Gouvernements, communiquez davantage et faites-le dans nos médias belges. Encouragez les annonceurs à faire de même par une déduction fiscale accrue et réduisez les taxes communales existantes pour les éditeurs. C’est l’appel lancé par le secteur des médias à tous les gouvernements de notre pays, maintenant que le redémarrage de l’économie est en préparation.

 

Semaine 7 de la crise du COVID-19 : la première phase de sortie de crise commence officiellement. Santé et sécurité sur le terrain demeurent les priorités. Pour le reste : restez chez vous, travaillez autant que possible à distance. C’est un marathon, disent les virologues, la route est longue et pleine d’embûches. Il y a énormément de choses à communiquer et tout le monde demande de la clarté. Gouvernements, du fédéral au régional en passant par le local : communiquez plus que jamais et faites-le via nos médias belges de qualité ! Le citoyen, l’entrepreneur, l’école nous lit, nous écoute et nous regarde en masse. Il s’agit de l’endroit idéal pour votre communication et, ce faisant, vous soutenez tout un secteur. Source d’inspiration : au Portugal, le gouvernement a triplé son budget de communication à consacrer à ses propres médias.

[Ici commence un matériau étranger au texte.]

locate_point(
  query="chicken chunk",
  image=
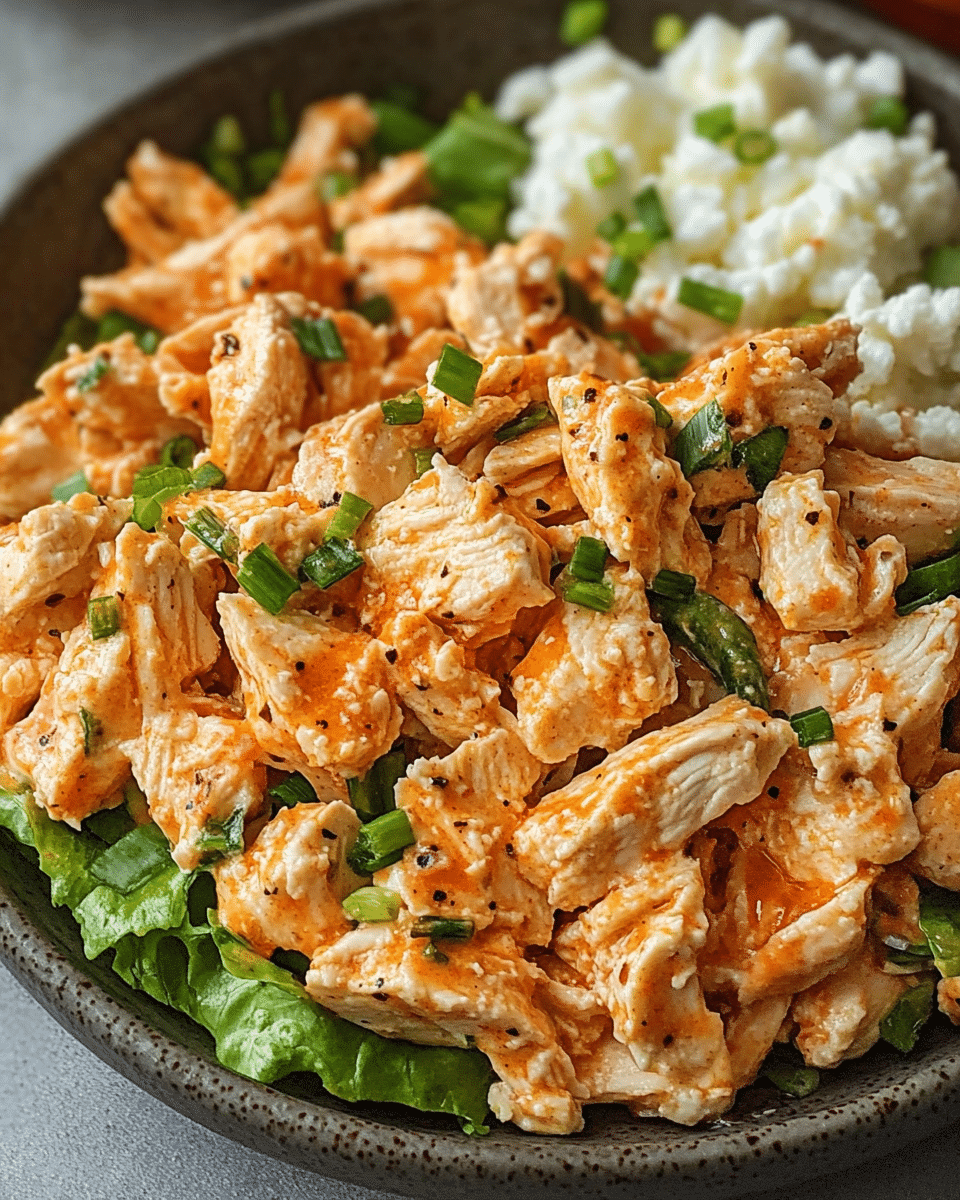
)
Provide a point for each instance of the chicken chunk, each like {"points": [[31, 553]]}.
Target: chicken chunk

Faites que la communication que les entreprises doivent également effectuer soit plus attrayante et rendez ces investissements dans les médias locaux déductibles à plus de 100%. Prenez cette décision maintenant afin de remettre l’économie sur les rails. La publicité stimule l’économie.

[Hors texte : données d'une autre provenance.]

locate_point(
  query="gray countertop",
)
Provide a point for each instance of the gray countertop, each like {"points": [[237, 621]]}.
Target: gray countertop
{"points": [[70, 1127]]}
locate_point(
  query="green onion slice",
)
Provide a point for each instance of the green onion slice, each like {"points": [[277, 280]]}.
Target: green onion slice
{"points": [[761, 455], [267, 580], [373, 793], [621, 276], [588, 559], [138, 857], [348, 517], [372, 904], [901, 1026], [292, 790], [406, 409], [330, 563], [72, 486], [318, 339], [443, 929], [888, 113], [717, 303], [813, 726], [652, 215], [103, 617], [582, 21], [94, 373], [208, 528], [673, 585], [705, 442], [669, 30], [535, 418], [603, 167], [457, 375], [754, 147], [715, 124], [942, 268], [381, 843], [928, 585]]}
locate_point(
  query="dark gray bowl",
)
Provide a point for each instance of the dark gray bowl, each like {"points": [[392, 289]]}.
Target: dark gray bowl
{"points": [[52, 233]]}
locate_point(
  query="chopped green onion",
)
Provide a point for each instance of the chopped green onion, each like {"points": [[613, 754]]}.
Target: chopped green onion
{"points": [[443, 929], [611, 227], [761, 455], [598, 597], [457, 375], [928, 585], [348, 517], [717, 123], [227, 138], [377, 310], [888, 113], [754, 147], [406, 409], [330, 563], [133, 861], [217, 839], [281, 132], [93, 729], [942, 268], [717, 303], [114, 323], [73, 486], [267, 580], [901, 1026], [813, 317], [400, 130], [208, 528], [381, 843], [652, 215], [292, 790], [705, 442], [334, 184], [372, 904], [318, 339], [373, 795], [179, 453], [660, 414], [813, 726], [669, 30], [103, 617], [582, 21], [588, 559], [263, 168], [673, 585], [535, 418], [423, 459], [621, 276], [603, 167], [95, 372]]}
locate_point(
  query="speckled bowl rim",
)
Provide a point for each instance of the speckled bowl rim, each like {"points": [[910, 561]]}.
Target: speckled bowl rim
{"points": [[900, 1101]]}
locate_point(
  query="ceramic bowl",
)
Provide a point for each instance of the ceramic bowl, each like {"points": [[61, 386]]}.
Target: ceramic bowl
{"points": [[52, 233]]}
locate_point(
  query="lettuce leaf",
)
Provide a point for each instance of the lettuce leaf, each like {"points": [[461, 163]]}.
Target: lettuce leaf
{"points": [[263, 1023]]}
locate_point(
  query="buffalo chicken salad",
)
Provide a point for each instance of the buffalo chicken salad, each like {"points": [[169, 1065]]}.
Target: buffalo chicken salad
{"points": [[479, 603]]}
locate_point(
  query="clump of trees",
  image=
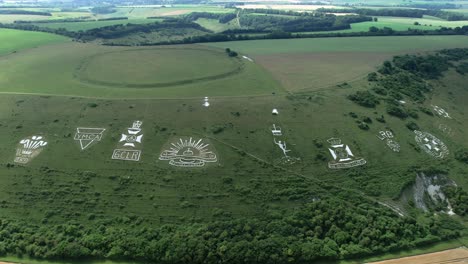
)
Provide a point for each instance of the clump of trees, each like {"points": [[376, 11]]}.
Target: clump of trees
{"points": [[364, 98], [407, 77], [458, 199], [462, 155]]}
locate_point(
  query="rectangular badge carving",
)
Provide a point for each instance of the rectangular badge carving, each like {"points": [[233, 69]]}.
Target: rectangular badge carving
{"points": [[125, 154]]}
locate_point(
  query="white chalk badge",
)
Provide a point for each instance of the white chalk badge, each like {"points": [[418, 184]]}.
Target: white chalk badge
{"points": [[130, 143]]}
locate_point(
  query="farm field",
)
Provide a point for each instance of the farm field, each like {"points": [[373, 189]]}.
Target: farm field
{"points": [[77, 26], [458, 255], [15, 40], [173, 10], [68, 74], [304, 63]]}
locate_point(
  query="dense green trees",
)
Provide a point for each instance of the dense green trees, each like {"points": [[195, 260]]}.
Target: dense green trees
{"points": [[402, 12], [324, 229], [299, 24], [364, 98], [407, 78]]}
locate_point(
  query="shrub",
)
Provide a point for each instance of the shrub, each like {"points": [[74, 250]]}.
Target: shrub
{"points": [[363, 126]]}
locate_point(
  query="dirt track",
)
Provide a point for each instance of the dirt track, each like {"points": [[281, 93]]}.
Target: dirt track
{"points": [[458, 256]]}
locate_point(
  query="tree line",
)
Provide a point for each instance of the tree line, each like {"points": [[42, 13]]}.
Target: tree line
{"points": [[406, 78], [413, 13], [23, 12], [325, 229], [114, 31]]}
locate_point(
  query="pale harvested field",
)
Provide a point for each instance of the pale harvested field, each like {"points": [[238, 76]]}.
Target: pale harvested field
{"points": [[314, 71], [176, 13], [287, 7], [459, 255]]}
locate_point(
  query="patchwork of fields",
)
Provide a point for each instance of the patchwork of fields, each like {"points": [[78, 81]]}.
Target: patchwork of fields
{"points": [[156, 98]]}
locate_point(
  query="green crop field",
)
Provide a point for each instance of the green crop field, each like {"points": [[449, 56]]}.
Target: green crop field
{"points": [[215, 26], [15, 40], [306, 63], [84, 73], [77, 26]]}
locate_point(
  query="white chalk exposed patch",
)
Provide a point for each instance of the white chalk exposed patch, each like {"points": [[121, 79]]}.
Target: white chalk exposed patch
{"points": [[431, 145], [247, 58], [189, 153], [206, 102], [87, 136], [129, 141], [441, 112], [126, 154], [276, 131], [29, 148], [342, 155], [388, 137]]}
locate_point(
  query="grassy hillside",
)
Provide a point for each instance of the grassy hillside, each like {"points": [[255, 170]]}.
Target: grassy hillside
{"points": [[16, 40], [65, 71]]}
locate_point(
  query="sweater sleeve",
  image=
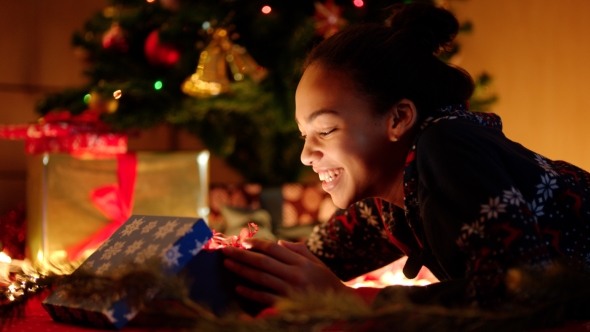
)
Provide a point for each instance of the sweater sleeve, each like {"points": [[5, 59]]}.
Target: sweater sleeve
{"points": [[354, 241], [476, 220]]}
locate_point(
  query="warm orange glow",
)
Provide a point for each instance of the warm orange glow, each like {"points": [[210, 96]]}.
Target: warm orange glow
{"points": [[4, 258], [392, 275]]}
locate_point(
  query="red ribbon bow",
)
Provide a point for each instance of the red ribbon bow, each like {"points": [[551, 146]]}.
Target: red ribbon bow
{"points": [[115, 201]]}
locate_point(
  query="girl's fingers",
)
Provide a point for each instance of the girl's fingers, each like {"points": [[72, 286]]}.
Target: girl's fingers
{"points": [[301, 249]]}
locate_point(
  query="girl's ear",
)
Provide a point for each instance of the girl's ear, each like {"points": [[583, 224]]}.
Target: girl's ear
{"points": [[402, 117]]}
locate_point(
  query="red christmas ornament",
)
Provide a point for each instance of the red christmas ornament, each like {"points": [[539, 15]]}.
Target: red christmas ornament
{"points": [[160, 54], [115, 38]]}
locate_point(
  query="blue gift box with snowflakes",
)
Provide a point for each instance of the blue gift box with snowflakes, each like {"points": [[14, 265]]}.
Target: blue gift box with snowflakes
{"points": [[173, 241]]}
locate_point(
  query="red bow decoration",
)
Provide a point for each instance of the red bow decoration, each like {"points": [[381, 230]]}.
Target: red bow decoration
{"points": [[115, 201]]}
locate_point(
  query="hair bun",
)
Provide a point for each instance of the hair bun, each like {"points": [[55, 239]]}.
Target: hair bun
{"points": [[432, 27]]}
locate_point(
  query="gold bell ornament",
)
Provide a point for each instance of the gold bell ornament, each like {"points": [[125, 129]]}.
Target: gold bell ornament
{"points": [[211, 79]]}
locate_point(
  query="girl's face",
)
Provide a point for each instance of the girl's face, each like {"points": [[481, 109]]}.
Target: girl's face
{"points": [[346, 142]]}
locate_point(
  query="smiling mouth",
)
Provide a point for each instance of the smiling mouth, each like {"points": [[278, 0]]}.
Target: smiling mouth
{"points": [[330, 175]]}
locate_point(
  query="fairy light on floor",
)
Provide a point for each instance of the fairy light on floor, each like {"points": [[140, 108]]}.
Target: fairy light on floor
{"points": [[392, 275]]}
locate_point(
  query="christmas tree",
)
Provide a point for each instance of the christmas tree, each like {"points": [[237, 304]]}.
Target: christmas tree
{"points": [[225, 70]]}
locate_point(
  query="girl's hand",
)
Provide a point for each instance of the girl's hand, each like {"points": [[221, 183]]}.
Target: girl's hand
{"points": [[284, 267]]}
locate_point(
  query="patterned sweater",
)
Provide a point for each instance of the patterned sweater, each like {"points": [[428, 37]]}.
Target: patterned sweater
{"points": [[476, 204]]}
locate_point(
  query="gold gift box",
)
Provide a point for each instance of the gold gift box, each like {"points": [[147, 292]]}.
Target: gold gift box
{"points": [[60, 212]]}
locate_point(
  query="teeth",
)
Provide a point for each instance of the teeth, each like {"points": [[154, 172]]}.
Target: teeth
{"points": [[329, 175]]}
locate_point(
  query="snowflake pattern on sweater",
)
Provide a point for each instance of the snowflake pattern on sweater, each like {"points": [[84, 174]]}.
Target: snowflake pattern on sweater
{"points": [[475, 205]]}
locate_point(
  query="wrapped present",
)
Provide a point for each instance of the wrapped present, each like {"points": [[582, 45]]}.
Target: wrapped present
{"points": [[62, 132], [184, 246], [175, 241], [74, 204]]}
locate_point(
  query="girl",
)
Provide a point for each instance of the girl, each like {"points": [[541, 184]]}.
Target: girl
{"points": [[388, 131]]}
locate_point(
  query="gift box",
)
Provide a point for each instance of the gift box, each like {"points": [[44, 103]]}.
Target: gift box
{"points": [[172, 240], [74, 204]]}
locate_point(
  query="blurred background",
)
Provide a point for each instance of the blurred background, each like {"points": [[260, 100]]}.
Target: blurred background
{"points": [[535, 51]]}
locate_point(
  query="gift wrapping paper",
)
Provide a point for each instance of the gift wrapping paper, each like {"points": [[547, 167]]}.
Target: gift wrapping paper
{"points": [[174, 240], [64, 210]]}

Soulagez également les éditeurs des taxes communales supplémentaires. Les médias ont été identifiés par le gouvernement comme un secteur essentiel, et donc indispensable au fonctionnement de notre société. Il s’agit d’un statut particulier. Il est donc incompréhensible que la presse gratuite soit surtaxée par les communes. La presse gratuite occupe une place particulière, à l’aide d’une couverture très locale, proche de la population, contenant des informations sur la communauté locale, avec des nouvelles des autorités locales et des commerces de détail qui doivent également redémarrer. Pour une grande partie de la population, en particulier les moins fortunés, il s’agit d’un canal d’information important. Cette presse gratuite est aujourd’hui au point mort en raison de l’absence de revenus due au blocage de l’économie locale. La presse gratuite est une activité essentielle, indispensable à la population locale, au commerce de détail local et à la vie associative. Gouvernements : mettez un terme aux dizaines de taxes communales différentes sur la presse gratuite. Il s’agit d’un impôt nuisible qui ruine également votre propre économie locale.

En conclusion, les médias ne demandent pas de subventions, mais moins de charges et plus d’incitations fiscales.